Researchers at Chapin Hall conducted a study of the SCAN intervention over 3.5 years. The study included 899 adult patients and 23 health clinic staff who participated in the intervention from October 2015 through March 2019. The study assessed the experiences of patients and clinic staff, predominantly medical residents. At the patient-level, the extent of ACEs, resiliency and resource needs were assessed, and telephone interviews were conducted to understand more about participants’ experiences. Health visit data from electronic health records were used to examine patients’ health care utilization, specifically the use of the emergency department, and follow-through with scheduled health care visits before and after receiving SCAN (visit compliance).

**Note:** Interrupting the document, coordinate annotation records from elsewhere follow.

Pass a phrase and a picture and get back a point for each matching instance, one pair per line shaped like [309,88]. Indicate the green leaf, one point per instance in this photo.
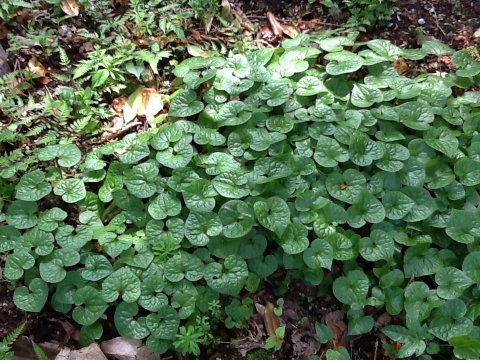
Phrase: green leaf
[140,180]
[32,186]
[200,226]
[89,305]
[200,195]
[68,154]
[272,214]
[33,298]
[177,156]
[126,323]
[16,263]
[133,149]
[52,270]
[468,171]
[363,151]
[366,208]
[452,282]
[237,218]
[343,62]
[379,246]
[421,261]
[183,265]
[471,266]
[385,48]
[397,205]
[346,187]
[352,289]
[319,254]
[22,214]
[151,298]
[442,139]
[360,325]
[71,190]
[329,152]
[164,323]
[364,96]
[463,226]
[323,332]
[276,92]
[415,115]
[41,241]
[231,184]
[227,278]
[97,267]
[121,282]
[49,219]
[185,104]
[294,239]
[165,204]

Clinic medical residents completed a pre-post training survey, and participated in a group interview during the last year of the study.

What We Found

  • ACEs predicted depression and poorer health in adulthood.

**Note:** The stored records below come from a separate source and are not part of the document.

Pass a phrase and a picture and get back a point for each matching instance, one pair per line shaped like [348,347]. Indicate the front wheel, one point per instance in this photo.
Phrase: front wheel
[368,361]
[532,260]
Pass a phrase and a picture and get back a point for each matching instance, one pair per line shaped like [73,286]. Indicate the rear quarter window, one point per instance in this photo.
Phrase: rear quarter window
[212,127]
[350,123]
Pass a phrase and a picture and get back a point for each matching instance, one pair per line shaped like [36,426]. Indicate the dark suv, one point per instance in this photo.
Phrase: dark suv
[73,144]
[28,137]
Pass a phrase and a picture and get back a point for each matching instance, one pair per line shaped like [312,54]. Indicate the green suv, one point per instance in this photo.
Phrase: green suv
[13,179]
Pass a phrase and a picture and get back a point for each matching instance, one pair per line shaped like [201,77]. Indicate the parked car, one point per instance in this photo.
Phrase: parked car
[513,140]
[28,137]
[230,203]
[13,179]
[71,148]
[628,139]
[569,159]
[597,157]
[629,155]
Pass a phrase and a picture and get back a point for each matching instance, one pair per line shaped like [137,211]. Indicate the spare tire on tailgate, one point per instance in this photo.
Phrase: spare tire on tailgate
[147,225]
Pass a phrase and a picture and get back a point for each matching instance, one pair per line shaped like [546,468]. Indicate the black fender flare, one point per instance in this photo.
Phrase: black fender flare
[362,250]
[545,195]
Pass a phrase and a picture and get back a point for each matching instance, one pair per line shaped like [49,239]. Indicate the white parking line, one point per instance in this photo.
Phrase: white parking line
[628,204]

  • Resiliency buffered the relationship between ACEs and depression: ACEs are a stronger predictor of depression among adults who reported low levels of resiliency.
  • SCAN was beneficial to medical providers by (1) meeting the goals of a medical home that is team-based, comprehensive, and designed around family needs and partnership; (2) reducing provider stress, which can help prevent burnout; (3) facilitating conversations about trauma and resiliency; and (4) helping providers better address family resource needs.

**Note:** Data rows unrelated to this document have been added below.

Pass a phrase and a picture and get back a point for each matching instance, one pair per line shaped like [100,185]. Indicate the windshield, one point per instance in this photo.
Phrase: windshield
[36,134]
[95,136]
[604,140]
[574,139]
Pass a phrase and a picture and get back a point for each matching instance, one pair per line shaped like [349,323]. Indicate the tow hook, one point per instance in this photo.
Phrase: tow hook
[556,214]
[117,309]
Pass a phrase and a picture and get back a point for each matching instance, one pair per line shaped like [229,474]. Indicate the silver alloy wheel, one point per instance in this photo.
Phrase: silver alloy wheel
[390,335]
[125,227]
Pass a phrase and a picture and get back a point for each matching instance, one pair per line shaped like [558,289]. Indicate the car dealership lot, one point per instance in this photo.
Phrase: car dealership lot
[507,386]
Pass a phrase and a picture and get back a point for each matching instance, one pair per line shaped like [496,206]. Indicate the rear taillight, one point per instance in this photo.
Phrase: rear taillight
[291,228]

  • Patients reported high satisfaction with both their overall healthcare visit and the portion of the visit that included the SCAN Family Development Specialist.
  • Emergency department visit rates significantly decreased before and after SCAN from 1.08 to 0.84 ED visits per year on average.

What It Means

  • Adverse Childhood Experiences (ACEs) are a real concern among adults seeking prenatal health care and pediatric services for their children at Southern Colorado Family Medicine Residency Clinic. SCAN patients were more than twice as likely to experience 4 or more ACEs than the CDC’s ACE Study (Felitti et al., 1998). Thus, this patient population may experience greater childhood adversity than the general population, placing them at greater risk for poor health outcomes.
  • A potential intervention point is to address resiliency to mitigate the impacts of ACEs. High resiliency moderated the impact of ACEs on self-reported depression, and resiliency was related to lower rates of substance use (tobacco and alcohol), greater satisfaction with weight, healthier eating, more exercise, and greater overall health. Evidence-based programs designed to build resilience following childhood trauma should be integrated into programming between health care and community-based services.
  • SCAN participants showed less emergency department use after receiving SCAN services, which reduces health care costs. This may be a result of less need for emergency care after SCAN or improved understanding of the types of concerns that require emergency care versus primary care.
  • SCAN was described as alleviating physician stress, which can prevent burnout, a major issue in health care affecting the workforce, physician health, and patient care (West, Dyrbye, & Shanafelt, 2018).